Efficient enterprise testing — integration tests (3/6)

#testing thursday, september 26, 2019

This part of the series will show how to verify our applications with code-level as well as system-level integration tests.

(Code-level) integration tests

The term integration test is sometimes used differently in different contexts. What I’m referring to, following the Wikipedia definition, are tests that verify the interaction of multiple components, here on a code level. Typically, integration tests make use of embedded containers or other simulated environments in order to test a subset of the application. Test technology such as Spring Tests, Arquillian, CDI-Unit, and others make it easy to write tests and easy to inject individual classes into the test class for direct interaction during the test execution.

The following shows a pseudo code example of an integration test that uses a CDI-Unit runner:

The test scenario can easily inject and mock dependencies and access them within the test methods.

Since the embedded test technology takes a few moments to start up, embedded integration tests usually have the biggest negative impact in overall test execution time. From my experience, a lot of projects copy-and-paste existing test scenarios and run them in a way where every test class will start up the application, or parts of it, all over again. Over time, this increases the turnaround time of the build so much, that developers won’t get a fast feedback.

While these type of tests can verify the correctness of the “plumbing”, whether the APIs and annotation have been used correctly, they are not the most efficient way to test business logic. Especially in microservice applications, integration tests don’t provide ultimate confidence, whether the integration especially of endpoints and persistence will behaves exactly like it does in production. Ultimately, there can always be tiny differences in the way how JSON objects are being mapped, HTTP requests are being handled, or objects are persisted to the datastore.

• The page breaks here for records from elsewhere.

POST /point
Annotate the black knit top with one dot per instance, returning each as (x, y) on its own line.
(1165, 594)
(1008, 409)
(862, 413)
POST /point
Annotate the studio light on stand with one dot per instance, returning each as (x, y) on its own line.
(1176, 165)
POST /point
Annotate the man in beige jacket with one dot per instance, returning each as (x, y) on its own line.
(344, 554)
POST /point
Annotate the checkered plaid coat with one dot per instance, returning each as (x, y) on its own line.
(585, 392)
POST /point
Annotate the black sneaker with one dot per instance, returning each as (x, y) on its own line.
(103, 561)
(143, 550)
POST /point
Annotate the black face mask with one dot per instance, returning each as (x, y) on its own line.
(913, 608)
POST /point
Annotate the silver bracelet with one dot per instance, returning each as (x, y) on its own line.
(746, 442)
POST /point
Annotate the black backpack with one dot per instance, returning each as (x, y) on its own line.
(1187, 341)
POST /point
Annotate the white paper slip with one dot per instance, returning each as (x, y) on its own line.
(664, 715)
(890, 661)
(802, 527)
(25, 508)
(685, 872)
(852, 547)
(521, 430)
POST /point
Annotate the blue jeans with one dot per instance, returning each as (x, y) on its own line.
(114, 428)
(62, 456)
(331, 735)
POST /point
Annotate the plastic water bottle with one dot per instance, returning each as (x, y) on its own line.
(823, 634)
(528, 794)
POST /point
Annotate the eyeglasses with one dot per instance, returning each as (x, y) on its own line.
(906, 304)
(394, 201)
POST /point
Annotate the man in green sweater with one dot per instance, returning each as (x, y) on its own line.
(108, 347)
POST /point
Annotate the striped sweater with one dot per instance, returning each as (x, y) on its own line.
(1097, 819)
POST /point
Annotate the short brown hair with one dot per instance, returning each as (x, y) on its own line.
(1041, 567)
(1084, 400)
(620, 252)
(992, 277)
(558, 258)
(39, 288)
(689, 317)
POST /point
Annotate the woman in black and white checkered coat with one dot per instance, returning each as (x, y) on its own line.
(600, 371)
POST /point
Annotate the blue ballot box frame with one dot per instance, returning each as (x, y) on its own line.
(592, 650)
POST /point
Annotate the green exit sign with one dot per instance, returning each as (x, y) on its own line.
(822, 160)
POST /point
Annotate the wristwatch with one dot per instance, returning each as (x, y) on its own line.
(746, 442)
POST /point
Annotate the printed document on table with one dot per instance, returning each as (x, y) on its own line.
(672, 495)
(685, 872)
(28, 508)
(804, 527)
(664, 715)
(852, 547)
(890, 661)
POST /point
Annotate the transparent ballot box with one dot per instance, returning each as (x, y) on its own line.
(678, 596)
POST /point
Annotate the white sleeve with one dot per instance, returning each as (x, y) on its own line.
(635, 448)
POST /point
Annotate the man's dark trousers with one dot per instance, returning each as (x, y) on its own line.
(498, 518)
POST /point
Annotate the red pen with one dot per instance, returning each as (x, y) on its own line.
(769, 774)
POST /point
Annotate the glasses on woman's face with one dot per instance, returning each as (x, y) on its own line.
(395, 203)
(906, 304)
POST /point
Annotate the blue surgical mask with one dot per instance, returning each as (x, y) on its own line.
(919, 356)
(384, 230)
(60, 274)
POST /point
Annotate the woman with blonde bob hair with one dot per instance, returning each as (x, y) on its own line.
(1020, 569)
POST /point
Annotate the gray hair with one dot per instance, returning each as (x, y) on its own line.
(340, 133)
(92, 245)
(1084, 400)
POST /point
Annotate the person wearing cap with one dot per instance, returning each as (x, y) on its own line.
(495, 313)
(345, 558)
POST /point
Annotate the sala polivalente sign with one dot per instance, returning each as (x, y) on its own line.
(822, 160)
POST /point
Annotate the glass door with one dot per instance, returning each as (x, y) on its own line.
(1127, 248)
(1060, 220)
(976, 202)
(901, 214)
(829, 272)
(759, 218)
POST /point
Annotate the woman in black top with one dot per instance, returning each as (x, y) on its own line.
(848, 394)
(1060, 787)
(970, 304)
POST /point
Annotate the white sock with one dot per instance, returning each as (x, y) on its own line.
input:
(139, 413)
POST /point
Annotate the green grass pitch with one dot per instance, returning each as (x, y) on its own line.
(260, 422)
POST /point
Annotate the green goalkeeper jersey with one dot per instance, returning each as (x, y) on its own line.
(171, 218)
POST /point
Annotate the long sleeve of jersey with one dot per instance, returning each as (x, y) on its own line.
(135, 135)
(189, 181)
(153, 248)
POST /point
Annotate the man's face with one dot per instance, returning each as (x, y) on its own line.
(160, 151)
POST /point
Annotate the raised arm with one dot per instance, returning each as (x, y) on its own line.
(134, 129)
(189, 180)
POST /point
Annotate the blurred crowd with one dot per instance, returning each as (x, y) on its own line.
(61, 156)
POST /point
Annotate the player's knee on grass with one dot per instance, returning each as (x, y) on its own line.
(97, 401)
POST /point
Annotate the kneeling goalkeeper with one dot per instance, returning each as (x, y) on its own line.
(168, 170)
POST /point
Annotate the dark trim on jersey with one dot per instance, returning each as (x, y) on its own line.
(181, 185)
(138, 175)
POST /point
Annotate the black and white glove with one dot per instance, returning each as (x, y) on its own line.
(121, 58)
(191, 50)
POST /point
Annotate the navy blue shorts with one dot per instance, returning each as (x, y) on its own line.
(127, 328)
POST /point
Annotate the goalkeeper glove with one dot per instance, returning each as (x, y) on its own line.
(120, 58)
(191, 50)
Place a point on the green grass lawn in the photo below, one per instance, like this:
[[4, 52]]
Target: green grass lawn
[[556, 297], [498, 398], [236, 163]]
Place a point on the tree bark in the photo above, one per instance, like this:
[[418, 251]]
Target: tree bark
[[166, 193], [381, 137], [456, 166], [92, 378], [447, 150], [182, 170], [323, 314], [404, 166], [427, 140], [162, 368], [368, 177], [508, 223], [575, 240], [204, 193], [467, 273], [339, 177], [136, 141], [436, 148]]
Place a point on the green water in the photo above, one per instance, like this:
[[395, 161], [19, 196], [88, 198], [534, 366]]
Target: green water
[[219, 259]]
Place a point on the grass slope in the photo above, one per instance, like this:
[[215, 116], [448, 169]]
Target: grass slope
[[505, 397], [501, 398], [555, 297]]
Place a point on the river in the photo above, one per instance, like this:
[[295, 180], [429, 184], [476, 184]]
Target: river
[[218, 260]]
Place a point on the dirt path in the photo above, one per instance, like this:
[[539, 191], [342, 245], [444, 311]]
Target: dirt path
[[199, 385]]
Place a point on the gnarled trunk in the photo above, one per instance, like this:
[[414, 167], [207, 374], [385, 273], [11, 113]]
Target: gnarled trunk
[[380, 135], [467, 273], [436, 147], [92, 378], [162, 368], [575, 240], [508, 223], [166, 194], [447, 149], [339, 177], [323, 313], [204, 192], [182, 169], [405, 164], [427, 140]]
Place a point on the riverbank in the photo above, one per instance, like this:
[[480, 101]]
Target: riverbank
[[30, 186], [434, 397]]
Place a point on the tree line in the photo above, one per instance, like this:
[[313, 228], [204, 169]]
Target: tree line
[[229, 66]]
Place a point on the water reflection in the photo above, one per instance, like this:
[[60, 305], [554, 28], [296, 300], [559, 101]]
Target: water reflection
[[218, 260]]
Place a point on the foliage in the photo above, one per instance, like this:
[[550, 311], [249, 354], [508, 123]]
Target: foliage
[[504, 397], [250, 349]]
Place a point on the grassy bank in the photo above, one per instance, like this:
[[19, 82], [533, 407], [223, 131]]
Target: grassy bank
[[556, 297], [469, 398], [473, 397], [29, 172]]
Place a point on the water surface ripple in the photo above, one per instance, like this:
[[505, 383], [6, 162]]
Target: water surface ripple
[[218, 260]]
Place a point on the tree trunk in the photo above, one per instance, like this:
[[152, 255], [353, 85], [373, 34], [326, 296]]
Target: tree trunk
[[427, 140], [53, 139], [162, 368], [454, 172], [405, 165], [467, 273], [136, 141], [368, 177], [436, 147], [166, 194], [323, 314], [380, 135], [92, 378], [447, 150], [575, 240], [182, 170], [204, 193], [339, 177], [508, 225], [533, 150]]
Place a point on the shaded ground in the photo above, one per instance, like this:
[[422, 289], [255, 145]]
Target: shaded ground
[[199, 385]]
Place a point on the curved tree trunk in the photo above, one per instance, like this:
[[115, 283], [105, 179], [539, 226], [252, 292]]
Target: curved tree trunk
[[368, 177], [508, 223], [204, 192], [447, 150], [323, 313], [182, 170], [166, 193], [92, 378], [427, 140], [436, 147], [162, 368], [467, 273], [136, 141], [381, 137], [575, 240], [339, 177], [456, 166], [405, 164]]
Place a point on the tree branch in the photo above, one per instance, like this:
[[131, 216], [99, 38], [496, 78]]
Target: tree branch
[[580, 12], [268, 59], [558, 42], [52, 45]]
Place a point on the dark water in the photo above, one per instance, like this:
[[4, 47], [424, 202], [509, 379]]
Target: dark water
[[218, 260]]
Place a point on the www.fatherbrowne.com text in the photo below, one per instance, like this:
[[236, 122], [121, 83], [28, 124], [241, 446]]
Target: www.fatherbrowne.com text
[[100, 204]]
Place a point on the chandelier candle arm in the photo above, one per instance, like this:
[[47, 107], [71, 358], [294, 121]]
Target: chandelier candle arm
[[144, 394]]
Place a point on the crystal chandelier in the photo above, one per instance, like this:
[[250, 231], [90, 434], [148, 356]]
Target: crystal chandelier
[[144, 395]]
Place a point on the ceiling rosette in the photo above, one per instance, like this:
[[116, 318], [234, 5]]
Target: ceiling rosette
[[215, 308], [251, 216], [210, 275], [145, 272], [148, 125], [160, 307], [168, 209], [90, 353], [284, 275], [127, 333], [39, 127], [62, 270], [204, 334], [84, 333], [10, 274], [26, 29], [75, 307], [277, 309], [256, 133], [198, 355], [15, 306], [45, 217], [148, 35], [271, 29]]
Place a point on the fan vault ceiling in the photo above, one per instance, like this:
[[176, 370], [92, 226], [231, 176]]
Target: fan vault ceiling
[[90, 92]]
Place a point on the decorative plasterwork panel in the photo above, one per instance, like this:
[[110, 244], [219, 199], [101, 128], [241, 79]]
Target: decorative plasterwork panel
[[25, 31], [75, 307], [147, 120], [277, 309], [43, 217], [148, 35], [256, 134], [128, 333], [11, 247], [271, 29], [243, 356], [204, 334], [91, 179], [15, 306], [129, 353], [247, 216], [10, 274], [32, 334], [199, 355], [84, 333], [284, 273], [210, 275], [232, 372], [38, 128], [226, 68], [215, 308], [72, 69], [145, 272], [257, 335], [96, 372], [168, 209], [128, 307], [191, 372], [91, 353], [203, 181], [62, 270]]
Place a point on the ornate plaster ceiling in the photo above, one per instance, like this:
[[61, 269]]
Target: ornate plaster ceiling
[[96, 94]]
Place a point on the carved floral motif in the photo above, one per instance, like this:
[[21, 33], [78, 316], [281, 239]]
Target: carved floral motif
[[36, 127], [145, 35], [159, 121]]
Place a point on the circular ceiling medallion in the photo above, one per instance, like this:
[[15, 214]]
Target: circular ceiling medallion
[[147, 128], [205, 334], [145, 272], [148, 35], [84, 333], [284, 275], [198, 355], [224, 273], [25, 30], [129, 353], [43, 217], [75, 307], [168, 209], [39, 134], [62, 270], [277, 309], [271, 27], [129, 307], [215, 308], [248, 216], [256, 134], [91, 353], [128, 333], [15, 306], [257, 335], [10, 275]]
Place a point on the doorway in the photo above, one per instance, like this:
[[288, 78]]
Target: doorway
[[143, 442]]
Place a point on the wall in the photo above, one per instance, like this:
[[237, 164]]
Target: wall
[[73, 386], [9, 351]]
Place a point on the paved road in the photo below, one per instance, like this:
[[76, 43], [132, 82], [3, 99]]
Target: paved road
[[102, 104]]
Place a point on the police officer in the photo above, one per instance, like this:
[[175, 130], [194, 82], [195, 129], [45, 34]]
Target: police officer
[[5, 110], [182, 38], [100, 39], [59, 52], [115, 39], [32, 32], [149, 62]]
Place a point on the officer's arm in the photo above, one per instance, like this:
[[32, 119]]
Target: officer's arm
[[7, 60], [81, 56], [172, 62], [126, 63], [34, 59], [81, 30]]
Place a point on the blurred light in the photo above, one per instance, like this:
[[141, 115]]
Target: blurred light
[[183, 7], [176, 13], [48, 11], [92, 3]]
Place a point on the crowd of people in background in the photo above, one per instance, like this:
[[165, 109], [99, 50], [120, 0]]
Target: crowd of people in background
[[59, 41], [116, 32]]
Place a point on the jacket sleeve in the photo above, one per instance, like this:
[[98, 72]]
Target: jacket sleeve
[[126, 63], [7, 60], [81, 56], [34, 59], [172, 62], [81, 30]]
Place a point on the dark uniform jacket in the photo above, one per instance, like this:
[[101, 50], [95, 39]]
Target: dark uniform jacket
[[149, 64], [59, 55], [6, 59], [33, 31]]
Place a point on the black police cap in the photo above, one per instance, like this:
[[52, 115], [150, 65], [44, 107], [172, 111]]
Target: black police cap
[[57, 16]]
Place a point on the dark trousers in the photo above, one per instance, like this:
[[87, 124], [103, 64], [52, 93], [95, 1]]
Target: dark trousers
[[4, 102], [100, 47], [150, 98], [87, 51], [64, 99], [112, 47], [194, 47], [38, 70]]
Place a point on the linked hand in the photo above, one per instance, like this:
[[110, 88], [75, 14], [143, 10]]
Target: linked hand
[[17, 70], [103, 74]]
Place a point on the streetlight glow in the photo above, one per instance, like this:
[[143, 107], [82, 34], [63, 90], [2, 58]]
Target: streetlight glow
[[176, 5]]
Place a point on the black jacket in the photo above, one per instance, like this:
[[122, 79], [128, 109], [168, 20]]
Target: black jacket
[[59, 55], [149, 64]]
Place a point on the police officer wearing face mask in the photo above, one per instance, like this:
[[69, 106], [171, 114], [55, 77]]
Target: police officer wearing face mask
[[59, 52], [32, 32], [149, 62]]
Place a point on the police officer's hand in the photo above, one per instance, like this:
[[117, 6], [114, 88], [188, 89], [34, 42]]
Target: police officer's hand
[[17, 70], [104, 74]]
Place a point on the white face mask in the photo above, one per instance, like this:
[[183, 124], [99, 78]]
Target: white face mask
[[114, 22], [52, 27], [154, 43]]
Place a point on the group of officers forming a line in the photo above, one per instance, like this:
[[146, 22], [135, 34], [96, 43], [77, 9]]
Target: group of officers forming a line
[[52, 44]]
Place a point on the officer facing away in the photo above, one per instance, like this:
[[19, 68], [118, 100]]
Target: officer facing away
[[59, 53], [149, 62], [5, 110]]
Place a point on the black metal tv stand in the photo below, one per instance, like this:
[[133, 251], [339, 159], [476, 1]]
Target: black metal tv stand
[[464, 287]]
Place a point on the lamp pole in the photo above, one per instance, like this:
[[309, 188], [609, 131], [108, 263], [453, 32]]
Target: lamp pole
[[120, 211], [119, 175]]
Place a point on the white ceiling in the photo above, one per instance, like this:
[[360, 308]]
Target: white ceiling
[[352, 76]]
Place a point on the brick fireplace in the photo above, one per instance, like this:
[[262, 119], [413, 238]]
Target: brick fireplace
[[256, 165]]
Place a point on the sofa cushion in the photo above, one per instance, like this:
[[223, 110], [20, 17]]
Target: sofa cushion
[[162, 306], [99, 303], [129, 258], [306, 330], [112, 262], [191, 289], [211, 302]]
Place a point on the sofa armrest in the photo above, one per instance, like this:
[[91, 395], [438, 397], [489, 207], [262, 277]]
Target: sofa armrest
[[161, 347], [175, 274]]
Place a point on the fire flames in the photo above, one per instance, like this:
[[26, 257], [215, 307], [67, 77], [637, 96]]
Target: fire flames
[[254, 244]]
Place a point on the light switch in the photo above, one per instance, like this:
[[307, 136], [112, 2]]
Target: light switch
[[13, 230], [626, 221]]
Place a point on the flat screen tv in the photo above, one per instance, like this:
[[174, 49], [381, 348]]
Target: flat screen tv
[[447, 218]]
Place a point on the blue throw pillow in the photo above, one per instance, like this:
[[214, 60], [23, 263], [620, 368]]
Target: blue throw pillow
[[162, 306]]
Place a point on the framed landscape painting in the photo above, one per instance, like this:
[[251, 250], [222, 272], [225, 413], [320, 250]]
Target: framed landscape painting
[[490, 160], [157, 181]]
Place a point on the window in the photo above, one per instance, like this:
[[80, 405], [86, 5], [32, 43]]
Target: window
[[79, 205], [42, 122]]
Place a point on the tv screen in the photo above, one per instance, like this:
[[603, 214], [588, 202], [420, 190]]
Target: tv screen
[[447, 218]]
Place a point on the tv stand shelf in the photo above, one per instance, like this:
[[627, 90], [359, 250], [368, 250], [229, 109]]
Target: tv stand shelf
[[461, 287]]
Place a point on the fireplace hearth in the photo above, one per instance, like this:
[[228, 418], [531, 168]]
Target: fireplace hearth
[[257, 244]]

The question is always, what our tests should really verify. Are we verifying the framework and it’s correct usage or the correct behavior of our overall application?

Code-level integration tests work well for a fast feedback whether developers made some careless mistakes in wiring up the frameworks. A few single test cases that in this case don’t verify the business logic but just the application is able to start up, in a smoke test fashion, can increase the development efficiency.

However, if our applications don’t make use of our enterprise framework in an overly complex way, for example using custom qualifiers, CDI extensions, or custom scopes, the need for code-level integration tests decreases. Since we have ways to catch the same types of errors, and many others, using system tests, I usually discourage developers from writing too many code-level integration tests. Integration tests indeed make it easy to wire-up multiple components on a code level, however, it’s possible to use different approaches, like use case tests, which don’t come with the startup time penalty.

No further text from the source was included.